There is one other point in connection with which, in the last Estimates, I asked the Secretary of State to do something. I refer to the question of the reorganisation of the Air Ministry itself. In the last Air Estimates the Minister announced that there were to be three new Commands—a Maintenance Command, an Operation Command, and a Reserve Command. The right hon. Gentleman said that the Reserve Command would be responsible for the training of all sections of the voluntary reserve and of the elementary training schools. That was a peace time measure. The voluntary reserve consisted of part-time fliers. They were civilians at that time and therefore needed a separate Command. But once war breaks out, you are all in one unit, which is the Air Force. There is no question that it was wise to have separate Commands for dealing with semi-civilian, semi-air pilots, but I ask the right hon. Gentleman to go into this question, because, as it operates to-day, there are most absurd results. A boy entering the Air Force can go to three or four training Commands, none of which is responsible to the other. No one is directly responsible for his training in moving him from one Command to another Command. We have to-day—and anyone can see this from any old Royal Air Force List, because it is not secret and is not giving away anything—a system of training in which we have a director of training, who is in many ways a junior officer tucked away in another department, and he is not in the position of being really responsible for the training of the cadet until he goes to an Operational Centre. There is not one person, Command or unit responsible. One cannot get away from the fact that it is producing confusion and extraordinary results, and it is not satisfactory. You get, and will continue to get, complaints, when a man is moved to another Command, that he has not been properly trained because there is no continuity running through the whole of the training, which is absolutely vital if you are to build up fully qualified and trained pilots to fight in these machines.

I know the difficulties of the Secretary of State. I am not making any attack upon him, but until this system of training is remedied and reorganised, not with very clever or high officers, but with ordinary officers, with proper continuity, you will not really get the results that we all need.
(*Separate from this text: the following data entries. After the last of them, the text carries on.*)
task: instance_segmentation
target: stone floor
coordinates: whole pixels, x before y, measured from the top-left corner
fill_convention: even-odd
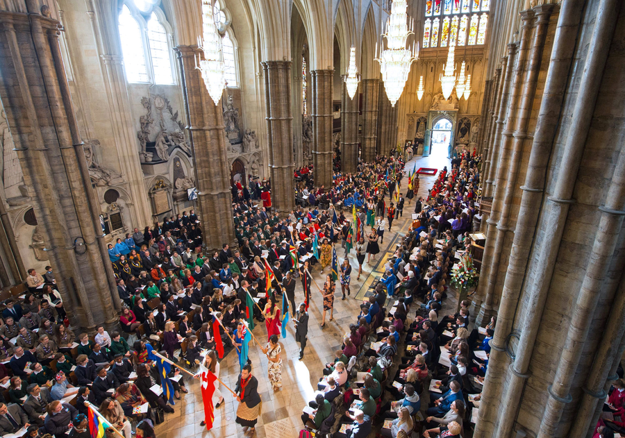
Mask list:
[[[406,164],[406,169],[412,170],[415,164],[417,169],[435,167],[440,169],[446,165],[449,168],[449,161],[443,151],[429,157],[413,159]],[[420,176],[420,179],[418,195],[425,196],[435,177]],[[404,178],[402,184],[404,191],[407,183],[407,178]],[[410,204],[406,203],[403,217],[396,220],[393,229],[385,233],[384,244],[380,246],[381,253],[375,264],[372,262],[372,264],[367,264],[365,261],[365,264],[362,267],[363,275],[360,276],[359,281],[356,280],[357,269],[352,272],[351,296],[349,298],[345,301],[340,299],[340,285],[338,285],[334,321],[328,321],[329,316],[326,316],[326,326],[323,329],[320,327],[322,311],[321,294],[312,286],[312,299],[309,310],[310,317],[308,323],[308,343],[303,360],[298,360],[299,346],[295,342],[294,330],[290,321],[287,337],[280,340],[283,362],[283,388],[281,391],[274,393],[271,390],[267,377],[267,360],[256,344],[250,345],[249,357],[253,364],[252,373],[258,379],[258,391],[262,399],[262,414],[256,426],[256,437],[264,438],[269,435],[274,435],[272,438],[295,438],[299,436],[299,430],[302,428],[300,419],[301,409],[312,399],[317,387],[316,383],[322,377],[324,364],[333,358],[333,352],[340,348],[342,337],[348,330],[349,324],[356,322],[356,315],[359,312],[362,297],[365,296],[368,285],[371,284],[375,277],[381,275],[387,253],[392,250],[395,242],[408,230],[414,205],[415,200]],[[344,250],[338,251],[340,262],[342,262],[344,254]],[[358,267],[355,251],[351,251],[349,260],[352,267]],[[317,284],[321,286],[324,276],[319,274],[319,271],[311,273]],[[296,300],[302,301],[303,294],[299,282],[295,292]],[[453,301],[453,296],[449,296],[445,302],[445,307],[455,310],[456,305]],[[447,313],[446,310],[444,308],[443,314]],[[257,325],[253,333],[260,342],[266,342],[267,334],[264,324]],[[234,389],[240,371],[235,351],[231,351],[223,359],[221,370],[221,379],[225,385]],[[198,381],[188,378],[186,380],[189,393],[181,394],[182,400],[176,401],[174,406],[176,412],[166,414],[165,421],[156,426],[156,436],[158,438],[242,437],[242,429],[235,423],[238,403],[232,394],[222,385],[221,391],[225,403],[216,410],[213,428],[207,431],[205,427],[200,426],[204,413]],[[278,436],[275,436],[276,435]],[[374,436],[374,434],[372,433],[371,436]]]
I congratulate the Secretary of State upon being the Minister who has introduced these Estimates and upon all that he has done. I know the anxieties with which he has had to contend. They are perhaps far bigger than many people realise. One might almost compare his office with that of the First Lord of the Admiralty during the last war, when at any moment something might have happened which would have brought disaster to this country. That sort of thing is always present with the Air, and we press the right hon. Gentleman to go into these matters so that they can be made to work smoothly and so bring about the creation of the largest Air Force in the world to fight and win the greatest cause.